Panagoda Liyanage Dimantha Seneviratne
executiveWhat levels of the organization structure has staff attrition affected? I think all of us have been affected by high staff attrition. The entire industry is faced with that challenge. But that's where one is redeploying of our staff, the flexibility of moving staff is also an advantage that we had, thanks to some of the digital process improvement that we have made. So that has helped, despite the staff attrition, to manage the level of service and to continue the level of transactions. But still, all in all, the staff attrition remains a challenge for the entire industry. There's another question, Niran. If ISBs are given option to accept in LKR, does it mean there will be a reversal in provisions which are already made?
Niran Mahawatte
executiveYou are to get the same answer, yes.

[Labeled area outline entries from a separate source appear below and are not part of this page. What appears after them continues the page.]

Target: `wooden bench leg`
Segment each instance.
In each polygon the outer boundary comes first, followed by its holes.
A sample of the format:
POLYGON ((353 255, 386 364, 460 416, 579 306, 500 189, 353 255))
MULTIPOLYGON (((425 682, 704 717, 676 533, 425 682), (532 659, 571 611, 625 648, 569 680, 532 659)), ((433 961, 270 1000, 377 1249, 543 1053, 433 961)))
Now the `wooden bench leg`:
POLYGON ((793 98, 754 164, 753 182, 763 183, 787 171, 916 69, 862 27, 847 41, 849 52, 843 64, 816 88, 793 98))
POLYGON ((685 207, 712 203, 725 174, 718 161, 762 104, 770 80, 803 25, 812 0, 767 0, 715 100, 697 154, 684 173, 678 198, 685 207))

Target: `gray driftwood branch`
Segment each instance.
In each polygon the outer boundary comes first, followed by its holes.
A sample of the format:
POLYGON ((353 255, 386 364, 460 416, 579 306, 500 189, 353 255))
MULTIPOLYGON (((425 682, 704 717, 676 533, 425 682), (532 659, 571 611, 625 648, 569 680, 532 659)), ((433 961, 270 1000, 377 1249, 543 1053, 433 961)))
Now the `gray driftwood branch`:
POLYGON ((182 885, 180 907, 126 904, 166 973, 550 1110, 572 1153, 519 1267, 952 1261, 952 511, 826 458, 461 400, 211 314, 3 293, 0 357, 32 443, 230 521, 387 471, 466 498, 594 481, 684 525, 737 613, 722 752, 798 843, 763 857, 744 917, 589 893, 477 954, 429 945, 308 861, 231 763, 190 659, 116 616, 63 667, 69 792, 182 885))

Panagoda Liyanage Dimantha Seneviratne
executiveOf course. And by the way, even the recent rupee appreciation also has increased the provision cover. Now whatever the December ISB-related provisions that banks have made, that was based on exchange rate of probably LKR 365, right? So when the exchange rate reduced that rupee because the provisions are held in rupees, so the provision cover has improved. There's a question whether our staff attrition affected the credit control department more than the others? Not really. And in fact, we are beefing up the credit control function media unit to ensure that's an area that we need to focus. So these are all the questions that we have received, right? Okay. So these are all the questions that we have received. So thank you very much for all these interesting questions. And I hope the presentation was useful for you all to understand more about the bank. And we continue to maintain these investor relations through the quarterly webinars. And thank you for taking part and asking these right questions, and thank you for your participation. And hopefully, with next week's IMF announcement and some clarity provided, we have a better picture about how we move forward. Bank is getting ready, and I'm sure the investor community is also looking forward to that. So whilst thanking for your participation and thanking my fellow panelists here, I would like to conclude this investor webinar. Thank you very much.